The 26 August 2023 cut off is the date by which Qantas is confident internal issues were rectified so that its system would no longer sell tickets to flights that had already been cancelled.

As part of the deal, Qantas has also agreed to notify customers of cancelled flights as soon as practicable, stipulated as no more than 48 hours from deciding to cancel the flight. It has also undertaken to stop selling cancelled flights as soon as practicable, and in any event within 24 hours of its decision to cancel. The undertaking also applies to its low-cost subsidiary, Jetstar.

Of customers affected, 94% were flying on domestic or trans-Tasman routes, with the remainder flying on the international network.
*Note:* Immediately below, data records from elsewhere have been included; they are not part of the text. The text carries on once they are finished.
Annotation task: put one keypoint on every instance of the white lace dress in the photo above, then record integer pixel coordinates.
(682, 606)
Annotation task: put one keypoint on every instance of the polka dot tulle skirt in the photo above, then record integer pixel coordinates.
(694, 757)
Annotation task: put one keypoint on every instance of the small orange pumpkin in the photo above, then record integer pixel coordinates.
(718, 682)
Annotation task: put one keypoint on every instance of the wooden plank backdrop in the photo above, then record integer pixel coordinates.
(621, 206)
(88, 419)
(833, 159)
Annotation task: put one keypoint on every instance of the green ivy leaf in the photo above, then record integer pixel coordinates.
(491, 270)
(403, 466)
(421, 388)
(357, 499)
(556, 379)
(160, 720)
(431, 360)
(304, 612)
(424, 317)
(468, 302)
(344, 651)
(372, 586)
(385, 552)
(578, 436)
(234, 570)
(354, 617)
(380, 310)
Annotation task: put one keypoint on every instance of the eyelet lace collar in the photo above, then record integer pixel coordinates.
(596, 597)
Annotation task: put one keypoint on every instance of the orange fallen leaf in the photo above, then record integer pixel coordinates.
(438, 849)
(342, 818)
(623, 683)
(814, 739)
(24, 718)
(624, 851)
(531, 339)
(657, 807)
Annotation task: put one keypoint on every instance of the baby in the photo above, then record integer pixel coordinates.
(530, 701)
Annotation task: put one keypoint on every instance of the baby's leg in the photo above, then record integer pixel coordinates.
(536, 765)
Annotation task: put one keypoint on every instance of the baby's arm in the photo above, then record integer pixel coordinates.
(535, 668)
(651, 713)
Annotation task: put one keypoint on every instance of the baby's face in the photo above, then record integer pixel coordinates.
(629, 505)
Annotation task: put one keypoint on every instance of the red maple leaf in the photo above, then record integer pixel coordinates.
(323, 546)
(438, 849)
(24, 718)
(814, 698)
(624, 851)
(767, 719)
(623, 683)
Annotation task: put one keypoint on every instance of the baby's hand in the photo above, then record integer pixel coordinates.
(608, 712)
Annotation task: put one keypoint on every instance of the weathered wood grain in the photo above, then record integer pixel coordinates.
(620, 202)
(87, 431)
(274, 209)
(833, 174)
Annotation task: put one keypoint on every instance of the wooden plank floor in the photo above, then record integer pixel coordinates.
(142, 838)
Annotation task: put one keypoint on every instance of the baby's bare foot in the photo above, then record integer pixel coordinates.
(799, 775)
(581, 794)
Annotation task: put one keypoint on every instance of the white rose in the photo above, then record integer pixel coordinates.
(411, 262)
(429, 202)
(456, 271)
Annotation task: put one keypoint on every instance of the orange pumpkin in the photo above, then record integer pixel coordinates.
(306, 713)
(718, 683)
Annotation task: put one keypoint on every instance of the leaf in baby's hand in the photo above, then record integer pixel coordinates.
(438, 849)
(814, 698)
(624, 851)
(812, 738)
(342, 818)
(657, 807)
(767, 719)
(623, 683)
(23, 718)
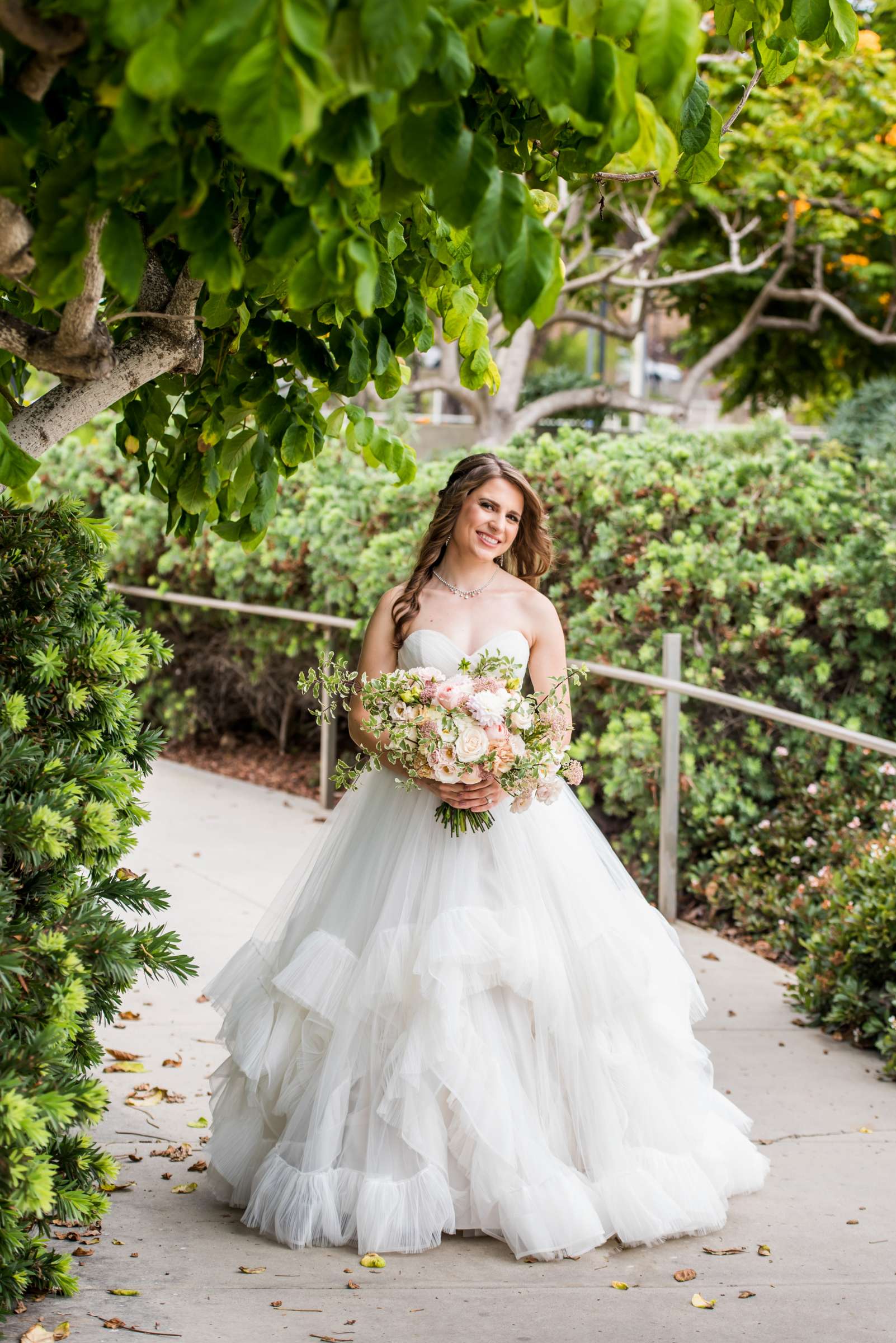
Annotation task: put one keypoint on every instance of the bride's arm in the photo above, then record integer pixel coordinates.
(378, 656)
(548, 660)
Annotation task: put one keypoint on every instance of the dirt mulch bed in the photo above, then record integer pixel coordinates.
(254, 762)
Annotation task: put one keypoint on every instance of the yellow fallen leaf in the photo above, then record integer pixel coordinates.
(145, 1096)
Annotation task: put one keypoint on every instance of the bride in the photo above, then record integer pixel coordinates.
(490, 1032)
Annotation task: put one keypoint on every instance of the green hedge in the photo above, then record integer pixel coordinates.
(73, 751)
(776, 562)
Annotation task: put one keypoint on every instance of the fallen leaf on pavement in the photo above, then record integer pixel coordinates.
(38, 1334)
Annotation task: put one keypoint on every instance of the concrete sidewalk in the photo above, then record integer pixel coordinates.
(223, 848)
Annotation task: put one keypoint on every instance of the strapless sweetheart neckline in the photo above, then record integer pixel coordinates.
(493, 638)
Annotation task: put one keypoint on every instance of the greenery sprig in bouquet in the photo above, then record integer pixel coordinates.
(469, 727)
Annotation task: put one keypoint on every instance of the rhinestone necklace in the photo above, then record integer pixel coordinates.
(466, 593)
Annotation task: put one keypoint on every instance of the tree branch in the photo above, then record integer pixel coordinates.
(737, 112)
(53, 42)
(591, 398)
(747, 324)
(15, 238)
(446, 384)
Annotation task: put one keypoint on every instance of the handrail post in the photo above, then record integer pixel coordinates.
(328, 744)
(669, 781)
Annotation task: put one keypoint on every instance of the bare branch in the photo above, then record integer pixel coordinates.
(602, 324)
(53, 42)
(746, 93)
(81, 334)
(747, 324)
(446, 384)
(591, 398)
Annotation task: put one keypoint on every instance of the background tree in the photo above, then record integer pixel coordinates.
(224, 218)
(796, 233)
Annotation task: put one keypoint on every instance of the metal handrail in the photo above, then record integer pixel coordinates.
(669, 685)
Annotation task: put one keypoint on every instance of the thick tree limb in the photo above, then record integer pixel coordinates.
(737, 112)
(750, 320)
(591, 398)
(53, 42)
(15, 240)
(600, 324)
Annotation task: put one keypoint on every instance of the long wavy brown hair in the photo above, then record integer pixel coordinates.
(529, 558)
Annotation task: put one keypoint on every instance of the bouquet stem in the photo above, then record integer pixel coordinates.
(459, 820)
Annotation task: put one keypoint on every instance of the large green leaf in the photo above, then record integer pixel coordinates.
(703, 166)
(122, 253)
(498, 219)
(550, 64)
(527, 273)
(462, 186)
(810, 18)
(262, 109)
(666, 45)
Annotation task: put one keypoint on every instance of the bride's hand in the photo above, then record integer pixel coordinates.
(467, 797)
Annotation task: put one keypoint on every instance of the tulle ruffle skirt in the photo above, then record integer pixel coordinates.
(496, 1032)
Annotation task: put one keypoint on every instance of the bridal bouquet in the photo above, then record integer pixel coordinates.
(469, 727)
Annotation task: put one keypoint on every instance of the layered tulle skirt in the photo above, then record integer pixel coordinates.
(496, 1032)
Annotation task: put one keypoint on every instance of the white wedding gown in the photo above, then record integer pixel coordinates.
(496, 1032)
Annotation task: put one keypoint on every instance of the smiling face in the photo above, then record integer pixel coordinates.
(489, 519)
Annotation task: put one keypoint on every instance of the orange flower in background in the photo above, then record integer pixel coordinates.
(868, 41)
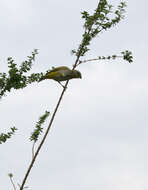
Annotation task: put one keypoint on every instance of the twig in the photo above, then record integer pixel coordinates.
(52, 118)
(12, 183)
(33, 149)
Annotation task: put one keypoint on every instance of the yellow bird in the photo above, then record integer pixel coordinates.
(61, 74)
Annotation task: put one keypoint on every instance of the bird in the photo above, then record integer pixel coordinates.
(62, 73)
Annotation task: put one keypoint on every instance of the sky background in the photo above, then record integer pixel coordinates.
(99, 139)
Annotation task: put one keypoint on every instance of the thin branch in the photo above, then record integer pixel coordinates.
(96, 59)
(33, 149)
(12, 183)
(55, 111)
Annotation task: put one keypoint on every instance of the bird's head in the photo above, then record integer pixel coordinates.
(77, 74)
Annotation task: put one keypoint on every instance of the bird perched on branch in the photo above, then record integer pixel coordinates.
(61, 74)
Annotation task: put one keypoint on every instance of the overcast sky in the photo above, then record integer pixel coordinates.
(99, 139)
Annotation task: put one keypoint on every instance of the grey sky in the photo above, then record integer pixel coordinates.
(99, 138)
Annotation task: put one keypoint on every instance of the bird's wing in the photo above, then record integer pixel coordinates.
(59, 69)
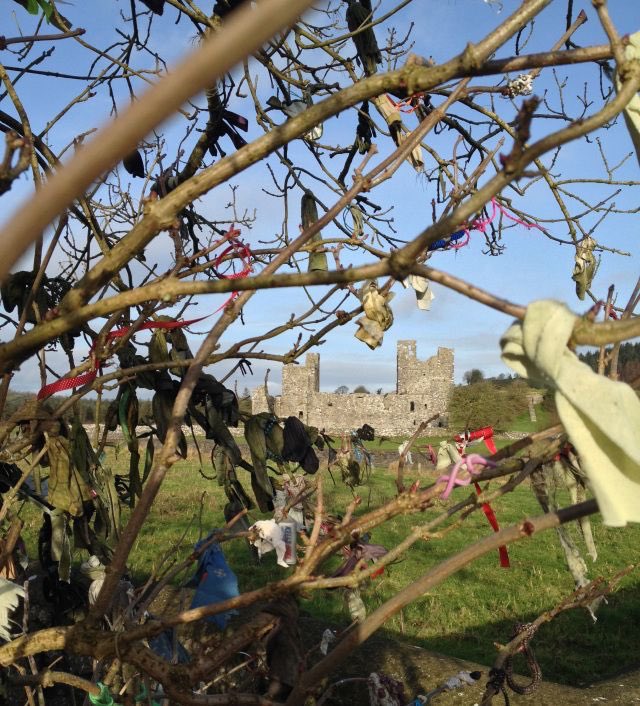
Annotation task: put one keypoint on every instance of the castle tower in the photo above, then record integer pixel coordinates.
(422, 377)
(299, 384)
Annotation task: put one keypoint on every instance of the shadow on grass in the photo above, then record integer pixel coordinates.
(572, 650)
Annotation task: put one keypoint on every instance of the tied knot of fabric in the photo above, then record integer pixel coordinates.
(470, 462)
(601, 416)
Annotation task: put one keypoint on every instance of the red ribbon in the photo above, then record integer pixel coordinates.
(85, 378)
(484, 433)
(493, 521)
(246, 256)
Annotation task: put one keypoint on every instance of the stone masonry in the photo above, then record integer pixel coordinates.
(423, 387)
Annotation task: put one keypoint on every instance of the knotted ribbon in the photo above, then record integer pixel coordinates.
(69, 383)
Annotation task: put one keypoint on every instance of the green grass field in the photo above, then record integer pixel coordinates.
(463, 616)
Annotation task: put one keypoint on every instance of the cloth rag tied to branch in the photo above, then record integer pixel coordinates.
(601, 416)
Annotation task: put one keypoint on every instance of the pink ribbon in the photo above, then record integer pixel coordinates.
(470, 462)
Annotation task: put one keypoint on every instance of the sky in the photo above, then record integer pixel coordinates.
(531, 267)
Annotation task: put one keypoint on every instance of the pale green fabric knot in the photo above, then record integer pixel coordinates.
(601, 416)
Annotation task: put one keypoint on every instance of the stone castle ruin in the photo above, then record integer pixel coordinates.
(423, 387)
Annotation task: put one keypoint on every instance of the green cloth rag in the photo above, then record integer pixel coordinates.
(601, 416)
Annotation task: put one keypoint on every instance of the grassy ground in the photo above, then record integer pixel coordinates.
(463, 616)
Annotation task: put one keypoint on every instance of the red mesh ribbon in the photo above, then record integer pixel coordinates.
(79, 380)
(486, 434)
(490, 515)
(246, 256)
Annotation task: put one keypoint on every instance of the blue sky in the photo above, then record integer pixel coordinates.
(531, 267)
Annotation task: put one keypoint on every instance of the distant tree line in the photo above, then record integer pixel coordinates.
(628, 360)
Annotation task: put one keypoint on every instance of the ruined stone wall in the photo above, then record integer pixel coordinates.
(423, 388)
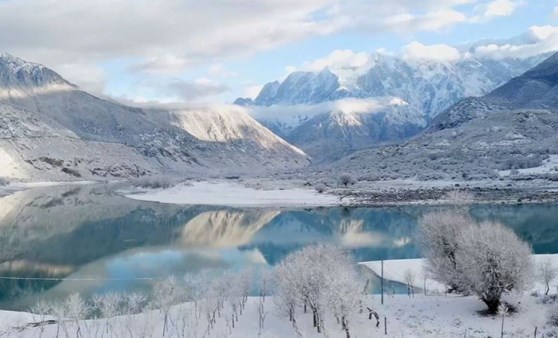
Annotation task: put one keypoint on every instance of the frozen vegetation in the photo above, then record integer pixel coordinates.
(238, 194)
(297, 298)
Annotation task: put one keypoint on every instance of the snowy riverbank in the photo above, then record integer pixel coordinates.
(235, 194)
(419, 316)
(396, 270)
(433, 314)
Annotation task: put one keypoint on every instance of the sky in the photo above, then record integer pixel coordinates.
(213, 51)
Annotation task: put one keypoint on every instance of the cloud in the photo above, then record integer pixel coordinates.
(440, 52)
(218, 70)
(252, 91)
(179, 90)
(538, 40)
(431, 21)
(495, 8)
(345, 59)
(172, 35)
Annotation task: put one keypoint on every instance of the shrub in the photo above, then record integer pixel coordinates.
(486, 259)
(153, 182)
(320, 188)
(346, 179)
(553, 316)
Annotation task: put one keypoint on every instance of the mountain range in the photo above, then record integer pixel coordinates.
(338, 110)
(50, 129)
(513, 128)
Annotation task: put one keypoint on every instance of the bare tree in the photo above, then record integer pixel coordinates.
(320, 278)
(410, 281)
(546, 273)
(76, 310)
(493, 261)
(346, 179)
(438, 236)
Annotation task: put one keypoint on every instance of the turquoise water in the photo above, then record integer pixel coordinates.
(89, 239)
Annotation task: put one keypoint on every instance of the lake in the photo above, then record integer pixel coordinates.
(89, 239)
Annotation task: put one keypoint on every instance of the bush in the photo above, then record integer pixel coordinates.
(153, 182)
(346, 179)
(320, 188)
(553, 316)
(486, 259)
(492, 261)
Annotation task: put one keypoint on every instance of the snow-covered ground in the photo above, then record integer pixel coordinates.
(549, 165)
(234, 194)
(418, 316)
(396, 269)
(426, 314)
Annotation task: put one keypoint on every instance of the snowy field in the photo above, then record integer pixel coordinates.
(396, 269)
(429, 313)
(418, 316)
(236, 195)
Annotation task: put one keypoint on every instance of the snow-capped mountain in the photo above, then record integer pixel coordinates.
(512, 127)
(52, 130)
(426, 86)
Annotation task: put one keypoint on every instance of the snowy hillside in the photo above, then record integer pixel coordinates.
(426, 86)
(53, 130)
(506, 131)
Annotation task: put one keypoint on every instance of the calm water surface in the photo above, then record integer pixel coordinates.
(89, 239)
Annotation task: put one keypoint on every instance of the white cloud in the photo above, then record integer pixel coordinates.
(440, 52)
(344, 59)
(218, 70)
(252, 91)
(431, 21)
(179, 90)
(538, 40)
(168, 36)
(494, 8)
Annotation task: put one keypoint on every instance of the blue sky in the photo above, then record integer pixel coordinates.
(217, 50)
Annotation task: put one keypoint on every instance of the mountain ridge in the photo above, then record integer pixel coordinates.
(88, 137)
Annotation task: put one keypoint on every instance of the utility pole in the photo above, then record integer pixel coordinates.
(382, 282)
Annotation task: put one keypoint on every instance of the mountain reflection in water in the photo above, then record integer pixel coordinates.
(90, 239)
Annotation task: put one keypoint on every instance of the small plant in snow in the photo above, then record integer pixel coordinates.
(410, 281)
(546, 273)
(553, 315)
(320, 188)
(438, 236)
(346, 179)
(153, 182)
(493, 261)
(318, 279)
(487, 259)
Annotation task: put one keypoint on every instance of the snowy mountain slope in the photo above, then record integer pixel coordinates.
(44, 116)
(428, 87)
(513, 127)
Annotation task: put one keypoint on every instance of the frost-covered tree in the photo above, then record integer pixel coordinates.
(438, 237)
(546, 273)
(321, 279)
(287, 296)
(346, 179)
(76, 310)
(109, 306)
(343, 289)
(410, 281)
(492, 260)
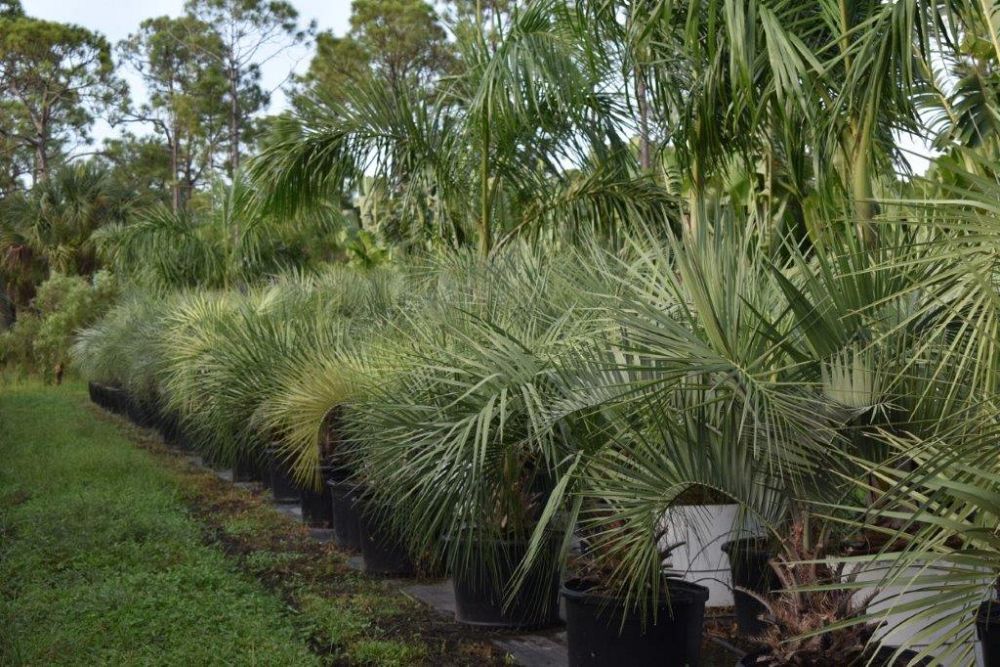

The financial hit of the penalty and remediation program would be recognised as an expense in the group’s statutory income statement for the current financial year.

In August, the ACCC lodged proceedings in the federal court alleging Qantas was continuing to advertise and sell tickets for more than 8,000 flights on its website for an average of two weeks, and in some cases up to 47 days, after cancelling the flights.

The watchdog also alleged that for more than 10,000 flights scheduled over the same period in 2022, Qantas did not notify existing ticketholders that their flights had been cancelled for an average of about 18 days, and in some cases for up to 48 days.

Qantas, in its defence to the legal action, claimed it doesn’t sell customers tickets to any particular flight, but rather a “bundle of rights” that includes alternative options in the event of cancellations, as it responded to allegations it sold tickets to thousands of already cancelled flights.

The airline also claimed the sales occurred due to its online booking system, and that informing customers that it had already cancelled flights they were booked on would have created “uncertainty and frustration” and overwhelmed its phone lines when they were all automatically notified of the cancellation without being allocated a replacement flight.

Prior to the settlement, Cass-Gottlieb had said she wanted to see Qantas hit with penalties of at least $250m, twice the current record penalty.

However, on Monday she said she was satisfied with the lesser penalty because it secured an early settlement, admissions of the misconduct by Qantas, and a commitment to improve in the future, including in its budget carrier Jetstar’s operations.

“If we had gone through and Qantas had continued to contest and defend, in that case we would have sought multiple of hundreds of millions of dollars,” she said.

In what was a compromise deal, the ACCC agreed to drop its allegation that Qantas had charged fees for no service, while the airline dropped its defence that it only sells a bundle of rights rather than a ticket to a specific flight.

Hudson said this concession would not have implications for how it sells flights going forward, where sales terms and conditions stipulate that date and time of departure do not form part of a customers contract with the airline.

“Even on the ACCC’s website, it notes that airlines cannot guarantee specific flight times on specific dates…There are always going to be instances where changes to flight times or cancellations need to occur,” Hudson said.

In February, Hudson handed down a $1.25bn half-year pre-tax profit in her first financial results leading the airline, and rewarded shareholders with a $400m buyback after a tumultuous period that unseated her predecessor. The profit result was tracking 13% down from the record $2.47bn full-year profit posted in 2022-23.